Due to the rising popularity of cryptocurrency, NFTs and blockchain, the masses have now started to take notice. According to a survey conducted in 2021 of around 1700 American adults, 89% of them had heard about Bitcoin and cryptocurrency.
People who typically only invest in traditional investment instruments and assets are also intrigued by the potential of crypto. However, not everyone is fully on board with the idea of holding a cryptocurrency.
The reasons are endless.
Some people still doubt if it’s a pyramid scheme, while others just don’t fully understand the technology.
You may be one of them. You may want crypto in your portfolio but don’t want to expose yourself to the risks. Or you may not want to go through the steep learning curve. So, how do you get the best of both worlds – exposure to cryptocurrency without holding any?
In this guide, we’ll discuss 4 ways to do exactly that.
Bitcoin Futures ETF
There have been many attempts to start a spot Bitcoin ETF. But unfortunately, the U.S. Security and Exchange Commission (SEC) has yet to approve one. Though, in some other countries, like Canada, Spot Bitcoins ETFs have been approved.
But lucky for us, a few companies and organizations found a way to work around the system to allow investors to indirectly invest in cryptocurrencies through ETFs.
Enters Bitcoin Futures ETF.
Instead of tracking the price movements of Bitcoin, these ETFs track the price movements of Bitcoin Futures ETF. Check our in-depth guide on Bitcoin ETF to know all about it.
Bitcoin Futures ETF is one of the best ways to invest in Bitcoin without holding any. It allows people to get exposure to cryptocurrency with an investment instrument they already trust and are familiar with.
ProShares Bitcoin Strategy ETF (BITO) and Valkyrie Bitcoin Strategy ETF (BITO) are the two best options out there right now.

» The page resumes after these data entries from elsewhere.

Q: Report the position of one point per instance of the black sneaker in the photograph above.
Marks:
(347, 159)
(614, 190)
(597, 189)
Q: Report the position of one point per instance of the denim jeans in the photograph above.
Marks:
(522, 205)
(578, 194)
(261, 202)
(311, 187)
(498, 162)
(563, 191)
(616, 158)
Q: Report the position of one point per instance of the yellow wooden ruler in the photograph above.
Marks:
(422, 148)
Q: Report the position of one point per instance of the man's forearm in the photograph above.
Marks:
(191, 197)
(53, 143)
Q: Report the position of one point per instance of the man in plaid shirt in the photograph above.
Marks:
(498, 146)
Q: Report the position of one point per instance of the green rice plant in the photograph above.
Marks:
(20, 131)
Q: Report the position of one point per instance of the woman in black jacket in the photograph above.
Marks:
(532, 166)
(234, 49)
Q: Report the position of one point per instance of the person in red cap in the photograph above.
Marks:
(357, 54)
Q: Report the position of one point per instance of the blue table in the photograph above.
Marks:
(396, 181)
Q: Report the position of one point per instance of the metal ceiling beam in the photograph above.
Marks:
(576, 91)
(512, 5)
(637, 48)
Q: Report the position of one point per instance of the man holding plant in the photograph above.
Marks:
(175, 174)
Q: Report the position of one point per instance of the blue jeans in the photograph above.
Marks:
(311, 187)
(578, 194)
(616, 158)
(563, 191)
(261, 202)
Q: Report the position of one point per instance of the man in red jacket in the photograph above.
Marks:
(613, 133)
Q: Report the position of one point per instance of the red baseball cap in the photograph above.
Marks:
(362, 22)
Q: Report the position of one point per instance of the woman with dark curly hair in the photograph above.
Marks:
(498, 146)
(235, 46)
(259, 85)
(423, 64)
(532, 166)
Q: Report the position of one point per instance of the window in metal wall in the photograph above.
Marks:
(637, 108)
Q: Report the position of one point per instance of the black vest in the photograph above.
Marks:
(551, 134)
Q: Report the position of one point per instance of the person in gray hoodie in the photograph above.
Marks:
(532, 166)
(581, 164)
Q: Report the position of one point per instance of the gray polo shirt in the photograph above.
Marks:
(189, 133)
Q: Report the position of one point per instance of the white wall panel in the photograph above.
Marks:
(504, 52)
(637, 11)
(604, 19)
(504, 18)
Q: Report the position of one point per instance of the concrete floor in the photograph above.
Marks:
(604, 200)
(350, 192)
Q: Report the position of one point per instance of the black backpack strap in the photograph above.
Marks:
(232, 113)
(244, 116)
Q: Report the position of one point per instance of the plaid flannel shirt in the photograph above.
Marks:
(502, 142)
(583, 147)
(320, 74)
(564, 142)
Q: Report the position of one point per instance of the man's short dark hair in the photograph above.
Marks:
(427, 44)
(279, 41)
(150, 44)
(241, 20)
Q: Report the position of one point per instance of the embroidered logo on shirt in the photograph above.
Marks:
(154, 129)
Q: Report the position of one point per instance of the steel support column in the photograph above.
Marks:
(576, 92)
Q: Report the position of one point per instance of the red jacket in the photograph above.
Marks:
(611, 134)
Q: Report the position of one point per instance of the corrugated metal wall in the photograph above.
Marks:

For more, check out the list of the 8 best crypto ETFs in the US.
Crypto Trusts & Funds
Crypto trusts and funds, like the Bitwise 10 Crypto Index Fund, Grayscale Bitcoin Trust (GBTC) and Grayscale Ethereum Trust (ETHE), are your next best bet after Bitcoin ETFs to invest in Bitcoin without holding any.
Similar to Bitcoin Futures ETF, they allow you to add crypto to your portfolio using a traditional investment vehicle. One that you’re already familiar with.
Buy Stocks & Shares (of Companies in the Crypto and Blockchain Industry)
What do we mean by companies in the crypto and blockchain industry?
These are companies that either directly hold and trade cryptocurrencies and NFTs, like crypto exchanges, or companies that are utilizing blockchain technology to create something new.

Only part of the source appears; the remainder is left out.